You've got to be careful what you wish for. After killing my bird on the first day I hunted last year I was happy but a little disappointed that it was over so quickly. This year I was hoping to spend a little more time in the woods, and boy did I. I hunted a total of 10 days of the general season logging somewhere between 120-150 miles of walking. I lost about 10 lbs and who knows how many hours of sleep. I called 8 birds into shooting range, had one standing directly behind me at probably less than 10 yards gobbling and strutting for about 20 minutes before wandering into thick brush and never presenting a shot, missed 2 birds, and finally got my bird on the last morning of the season after a 2 hr and 40 minute chess match. I made a bunch of mistakes this year I usually don't make such as poor setups, moving too soon, rushing shots that really didn't need to be rushed, misjudging direction and distance to gobbling birds, etc.
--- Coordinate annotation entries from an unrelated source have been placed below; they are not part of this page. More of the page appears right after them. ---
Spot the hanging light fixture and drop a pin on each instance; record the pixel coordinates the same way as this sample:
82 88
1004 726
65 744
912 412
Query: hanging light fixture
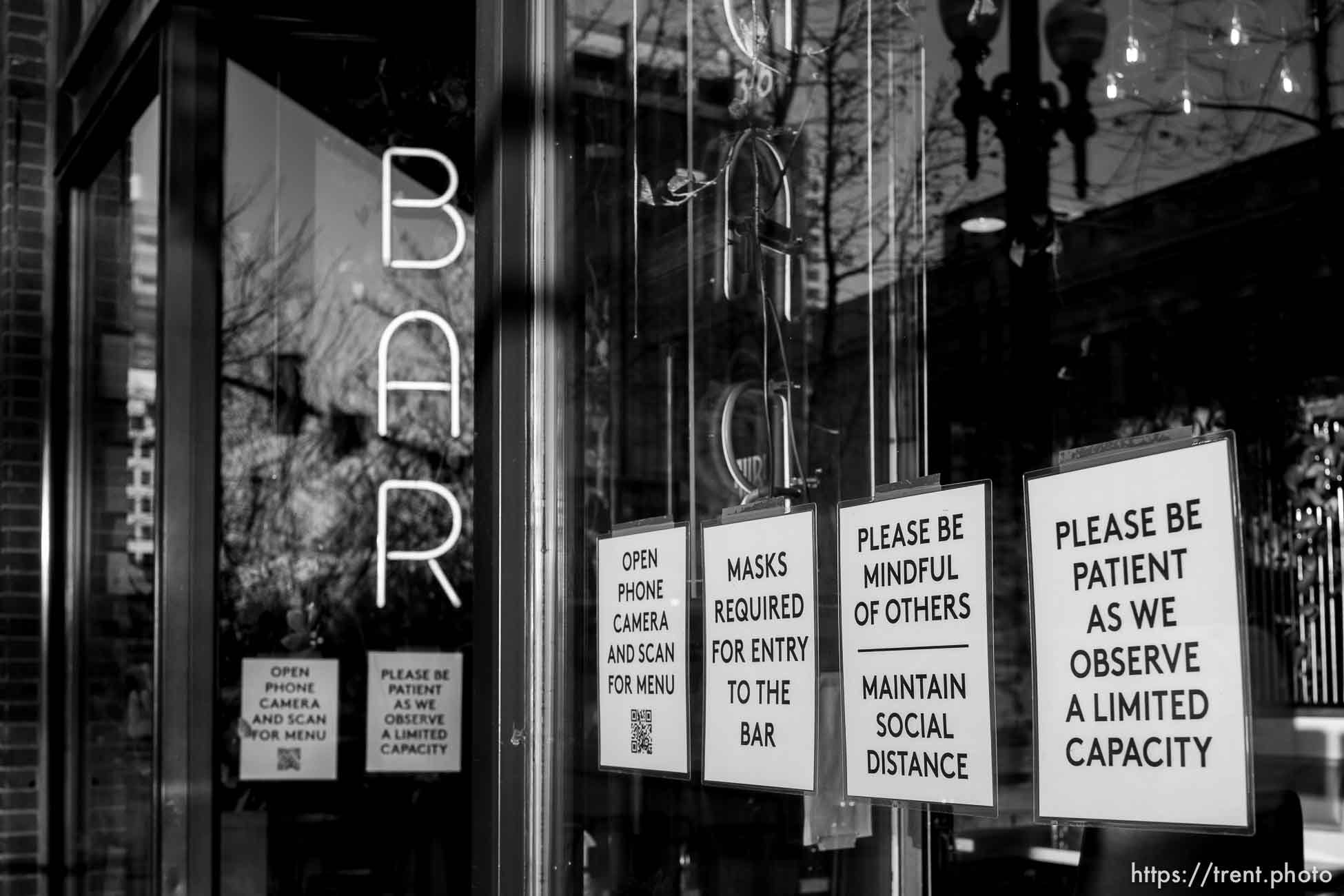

After missing the second bird of the season at only 28-30 yards on May 27th I thought maybe this just wasn't my year. I had walked 7.5 miles and climbed 3000 ft to find that bird on a windy day and was thinking how nice it was going to be to walk out with that bird right before I pulled the trigger and watched him fly away. After the miss I thought that was it, I was done for the year. I was exhausted, frustrated, and just plain sore. Of course, a couple of days of rest over the holiday weekend gave me renewed energy and enthusiasm. After looking at the maps I figured out a shorter way to get back into the area I had missed that bird. It only required a 3 mile hike and 2000 ft of climbing.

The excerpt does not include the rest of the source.